We’re accustomed in this culture to seek answers, facts, and quantitative data, to narrow our focus until we’ve solved the problem. It’s a reductionist way of seeing each other and the world, and it keeps us from finding solace in the mystery; it keeps us from experiencing the sweet surrender and easy humility of simply not knowing. “Simply not knowing” is a wonderful state of being. Have you practiced it? When we allow ourselves to be washed over by waves of contradiction, and we stop insisting on sorting out each one, we might find ourselves on new unfamiliar ground, a place where fresh experiences and re-connection become possible.
With some practice allowing contradiction, it begins to transform. Contradiction that is allowed, that is honored, can begin to mature into its wise relative: paradox.

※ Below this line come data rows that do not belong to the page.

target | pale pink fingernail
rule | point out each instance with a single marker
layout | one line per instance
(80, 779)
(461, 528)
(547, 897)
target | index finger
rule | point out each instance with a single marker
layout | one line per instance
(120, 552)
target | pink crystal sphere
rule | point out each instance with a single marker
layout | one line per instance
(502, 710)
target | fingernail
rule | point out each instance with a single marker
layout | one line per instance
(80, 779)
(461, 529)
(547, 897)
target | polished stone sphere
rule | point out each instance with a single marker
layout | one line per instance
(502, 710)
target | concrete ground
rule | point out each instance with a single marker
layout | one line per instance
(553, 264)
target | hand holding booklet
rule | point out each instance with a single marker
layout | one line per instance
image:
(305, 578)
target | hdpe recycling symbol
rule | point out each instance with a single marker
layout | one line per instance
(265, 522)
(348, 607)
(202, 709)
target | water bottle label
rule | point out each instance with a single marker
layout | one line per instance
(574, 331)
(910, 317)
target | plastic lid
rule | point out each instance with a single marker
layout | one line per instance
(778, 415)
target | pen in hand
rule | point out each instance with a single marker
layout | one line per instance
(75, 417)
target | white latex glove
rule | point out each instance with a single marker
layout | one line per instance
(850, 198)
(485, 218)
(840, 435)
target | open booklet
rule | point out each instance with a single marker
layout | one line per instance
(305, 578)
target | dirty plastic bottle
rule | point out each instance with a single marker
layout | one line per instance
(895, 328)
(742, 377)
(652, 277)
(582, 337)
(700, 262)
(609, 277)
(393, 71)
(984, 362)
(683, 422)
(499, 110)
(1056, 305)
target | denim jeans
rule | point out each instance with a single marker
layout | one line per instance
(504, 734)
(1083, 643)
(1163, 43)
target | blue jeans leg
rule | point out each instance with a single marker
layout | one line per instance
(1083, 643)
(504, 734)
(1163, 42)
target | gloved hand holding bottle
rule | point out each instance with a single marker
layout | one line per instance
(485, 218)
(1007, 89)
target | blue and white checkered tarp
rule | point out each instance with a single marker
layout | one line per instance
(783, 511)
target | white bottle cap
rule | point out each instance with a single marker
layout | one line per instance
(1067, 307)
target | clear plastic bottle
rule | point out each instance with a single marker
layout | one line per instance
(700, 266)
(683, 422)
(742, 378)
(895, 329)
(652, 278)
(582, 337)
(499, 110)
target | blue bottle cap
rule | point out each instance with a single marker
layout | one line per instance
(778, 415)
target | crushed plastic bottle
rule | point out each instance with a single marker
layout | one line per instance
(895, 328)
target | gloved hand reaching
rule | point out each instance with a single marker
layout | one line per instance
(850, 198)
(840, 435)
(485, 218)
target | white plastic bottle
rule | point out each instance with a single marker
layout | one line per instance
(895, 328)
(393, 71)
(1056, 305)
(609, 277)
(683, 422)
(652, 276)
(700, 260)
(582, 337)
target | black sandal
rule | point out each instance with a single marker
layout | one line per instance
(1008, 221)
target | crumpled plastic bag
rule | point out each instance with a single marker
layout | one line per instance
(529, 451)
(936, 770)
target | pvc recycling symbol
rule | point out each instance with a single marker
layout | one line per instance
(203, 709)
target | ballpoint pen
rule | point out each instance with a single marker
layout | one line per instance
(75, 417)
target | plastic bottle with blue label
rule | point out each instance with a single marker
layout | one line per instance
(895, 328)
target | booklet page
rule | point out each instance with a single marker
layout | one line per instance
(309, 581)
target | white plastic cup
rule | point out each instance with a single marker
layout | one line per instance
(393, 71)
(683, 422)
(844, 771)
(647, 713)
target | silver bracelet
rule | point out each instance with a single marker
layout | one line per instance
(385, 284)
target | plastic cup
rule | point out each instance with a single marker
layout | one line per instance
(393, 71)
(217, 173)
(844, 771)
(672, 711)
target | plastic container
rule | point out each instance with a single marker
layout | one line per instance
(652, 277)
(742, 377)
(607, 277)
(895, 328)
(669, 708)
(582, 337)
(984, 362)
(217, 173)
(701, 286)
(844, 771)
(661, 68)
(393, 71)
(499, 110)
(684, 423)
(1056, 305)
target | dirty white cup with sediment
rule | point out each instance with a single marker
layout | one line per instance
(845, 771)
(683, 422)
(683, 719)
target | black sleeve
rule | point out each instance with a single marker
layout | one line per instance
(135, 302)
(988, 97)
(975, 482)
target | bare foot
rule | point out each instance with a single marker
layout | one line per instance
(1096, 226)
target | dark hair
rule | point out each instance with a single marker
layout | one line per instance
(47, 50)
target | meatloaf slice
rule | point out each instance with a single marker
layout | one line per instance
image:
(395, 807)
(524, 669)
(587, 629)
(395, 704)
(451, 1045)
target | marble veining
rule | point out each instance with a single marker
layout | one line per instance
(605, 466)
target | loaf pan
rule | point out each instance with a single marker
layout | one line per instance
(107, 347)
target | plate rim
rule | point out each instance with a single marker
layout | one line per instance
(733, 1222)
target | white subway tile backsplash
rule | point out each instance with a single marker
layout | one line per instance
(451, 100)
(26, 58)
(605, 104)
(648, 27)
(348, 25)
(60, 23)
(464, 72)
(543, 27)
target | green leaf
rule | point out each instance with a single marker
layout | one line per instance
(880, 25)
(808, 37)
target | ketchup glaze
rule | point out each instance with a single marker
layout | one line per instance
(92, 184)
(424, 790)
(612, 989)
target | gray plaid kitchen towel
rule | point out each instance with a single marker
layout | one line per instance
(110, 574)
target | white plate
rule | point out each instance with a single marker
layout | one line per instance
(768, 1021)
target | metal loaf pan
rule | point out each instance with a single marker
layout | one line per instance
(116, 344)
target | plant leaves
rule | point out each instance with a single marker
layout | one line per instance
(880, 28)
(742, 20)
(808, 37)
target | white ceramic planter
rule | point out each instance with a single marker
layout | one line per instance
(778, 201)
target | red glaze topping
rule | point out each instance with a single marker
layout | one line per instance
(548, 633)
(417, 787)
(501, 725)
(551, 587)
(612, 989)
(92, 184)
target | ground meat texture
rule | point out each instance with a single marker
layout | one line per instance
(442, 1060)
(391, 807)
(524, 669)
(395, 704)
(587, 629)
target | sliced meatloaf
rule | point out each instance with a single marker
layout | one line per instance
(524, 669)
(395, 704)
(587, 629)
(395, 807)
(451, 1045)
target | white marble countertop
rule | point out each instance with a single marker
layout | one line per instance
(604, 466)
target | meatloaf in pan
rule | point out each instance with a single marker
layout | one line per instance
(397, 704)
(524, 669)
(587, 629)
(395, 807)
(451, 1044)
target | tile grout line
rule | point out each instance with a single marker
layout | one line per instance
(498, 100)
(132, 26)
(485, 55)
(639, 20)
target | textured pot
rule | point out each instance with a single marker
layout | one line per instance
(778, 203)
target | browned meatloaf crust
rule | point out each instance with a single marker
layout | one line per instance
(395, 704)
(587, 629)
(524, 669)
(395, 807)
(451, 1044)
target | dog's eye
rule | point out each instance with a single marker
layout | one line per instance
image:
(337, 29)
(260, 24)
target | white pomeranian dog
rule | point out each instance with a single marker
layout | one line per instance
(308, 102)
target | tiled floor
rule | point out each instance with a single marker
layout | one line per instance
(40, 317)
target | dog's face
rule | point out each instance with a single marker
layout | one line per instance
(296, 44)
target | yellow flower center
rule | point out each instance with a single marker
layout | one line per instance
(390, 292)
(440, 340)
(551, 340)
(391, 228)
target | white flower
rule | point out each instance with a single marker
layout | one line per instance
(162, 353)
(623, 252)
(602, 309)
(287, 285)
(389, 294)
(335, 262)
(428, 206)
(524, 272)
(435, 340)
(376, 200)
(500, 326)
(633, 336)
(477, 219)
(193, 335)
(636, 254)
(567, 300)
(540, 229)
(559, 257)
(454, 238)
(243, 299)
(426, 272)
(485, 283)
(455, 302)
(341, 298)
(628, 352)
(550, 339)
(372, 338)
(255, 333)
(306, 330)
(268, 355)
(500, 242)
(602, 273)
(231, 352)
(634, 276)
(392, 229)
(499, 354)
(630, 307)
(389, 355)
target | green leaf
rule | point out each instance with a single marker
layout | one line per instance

Contradiction is that annoying know-it-all brother in law who seems oblivious to the way he rubs everyone the wrong way. Paradox, on the other hand, is that enigmatic uncle, mysterious and calm, whom you feel good around, even if he’s strange and maybe a little bit crazy.
Contradiction is two dimensional, black and white. Paradox is multi-dimensional, full of color.
Contradiction is blunt, a dead-end, right and wrong, end of story, a door closing.
Paradox is a door opening.
As much as contradiction is confusing and deadening, paradox is illuminating and enlivening. Contradiction cuts us off. Paradox connects us. Contradiction is an annoying problem of logic. Paradox, like love, is mysterious and awe inspiring, unsolvable.
When we see only the contradictions in our partner, we are looking at them like problems to be solved, like broken machines. When we are able to look at our partner and see the deep paradox underneath the contradictions, we begin to see them in their fuller mystery. We view them with our heart’s intelligence, not just our reasoning mind.
You don’t need to figure this out entirely to work with it. It’s ultimately not any technique, but rather plumbing your own depth and growing your own capacity that turns contradiction into paradox and enriches your life and relationship.
If you will simply allow contradiction in your life, in the world, in your partner, rather than fighting against it, you will have begun this practice.